You hear a fair bit about experimental poetry on these virtual pages, but perhaps a little less so about experimental prose. So now's your chance, as Joanna Walsh has a new book out. Last year's Seed was a constraint-driven experimental digital novella inspired by Balenstrini's Tristano, Cortázar's Hopscotch and Perec's Life a User's Manual, and, says, Walsh "the craziest thing I've ever made". Which is a good start.
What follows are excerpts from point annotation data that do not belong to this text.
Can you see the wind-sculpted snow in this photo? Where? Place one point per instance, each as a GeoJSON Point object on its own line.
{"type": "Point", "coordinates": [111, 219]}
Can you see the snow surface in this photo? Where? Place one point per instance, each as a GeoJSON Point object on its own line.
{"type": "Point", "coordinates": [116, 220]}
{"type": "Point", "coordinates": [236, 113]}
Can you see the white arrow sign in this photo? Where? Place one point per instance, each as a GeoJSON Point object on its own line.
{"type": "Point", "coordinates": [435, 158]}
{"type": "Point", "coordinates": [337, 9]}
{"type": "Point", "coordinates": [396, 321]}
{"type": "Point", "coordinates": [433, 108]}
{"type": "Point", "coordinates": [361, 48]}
Her latest publication is Break.up: A Novel in Essays, out on Semiotext(e), and with this event its official launch. As the story's narrator crosses Europe, she both runs from and pursues a lover via emails, texts and PMs, creating a dream-like, almost exclusively online affair, throwing up questions about connection and communication.
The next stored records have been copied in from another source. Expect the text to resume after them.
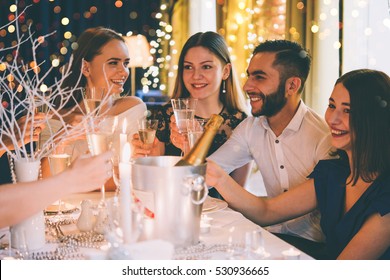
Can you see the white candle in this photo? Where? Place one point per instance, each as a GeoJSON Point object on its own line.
{"type": "Point", "coordinates": [123, 138]}
{"type": "Point", "coordinates": [125, 193]}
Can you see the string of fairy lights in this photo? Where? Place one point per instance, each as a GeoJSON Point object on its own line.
{"type": "Point", "coordinates": [245, 24]}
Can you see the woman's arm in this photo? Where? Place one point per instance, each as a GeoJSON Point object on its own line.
{"type": "Point", "coordinates": [291, 204]}
{"type": "Point", "coordinates": [371, 241]}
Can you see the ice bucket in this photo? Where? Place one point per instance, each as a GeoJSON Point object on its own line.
{"type": "Point", "coordinates": [179, 193]}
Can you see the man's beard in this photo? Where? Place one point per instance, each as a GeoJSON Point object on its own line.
{"type": "Point", "coordinates": [272, 103]}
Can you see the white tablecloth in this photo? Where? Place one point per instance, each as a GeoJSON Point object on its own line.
{"type": "Point", "coordinates": [227, 228]}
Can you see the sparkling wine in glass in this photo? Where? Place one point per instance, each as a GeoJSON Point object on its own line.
{"type": "Point", "coordinates": [184, 109]}
{"type": "Point", "coordinates": [59, 160]}
{"type": "Point", "coordinates": [195, 128]}
{"type": "Point", "coordinates": [99, 131]}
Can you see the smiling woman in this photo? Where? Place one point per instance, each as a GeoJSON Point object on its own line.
{"type": "Point", "coordinates": [100, 61]}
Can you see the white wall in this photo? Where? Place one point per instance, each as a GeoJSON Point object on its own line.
{"type": "Point", "coordinates": [203, 16]}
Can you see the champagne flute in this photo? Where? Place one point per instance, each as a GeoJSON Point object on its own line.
{"type": "Point", "coordinates": [147, 131]}
{"type": "Point", "coordinates": [99, 131]}
{"type": "Point", "coordinates": [59, 160]}
{"type": "Point", "coordinates": [184, 109]}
This is Joanna's second novel - Hotel came out in 2015 on Bloomsbury - and she is also a prolific short story writer, with two collections published by Sheffield-based Northern Fiction Alliance indie house And Other Stories: Vertigo (2016) and Worlds From The Word's End (2017). The title story of the latter found its way into the rather very good Best British Short Stories 2015 anthology (alongside the likes of Man Booker shortlistee Alison Moore and national treasure Hilary Mantel, no less), while another piece of her short fiction, Femme Maison, from her now out-of-print collection Fractals: Short Stories (3:AM Press), was included in Salt's Best British Short Stories 2014.

Walsh's work has been published by Granta, The London Review of Books, The White Review and elsewhere, and she's a contributing editor at 3:AM Magazine. She's also one of this term's Centre for New Writing's writers in residence, or Burgess Fellows, as they're now known (the other being Kayo Chingonyi), but somehow she's managed to find time to chat about her work to Dr Kaye Mitchell of the University of Manchester. Sounds as if they'll have plenty to cover!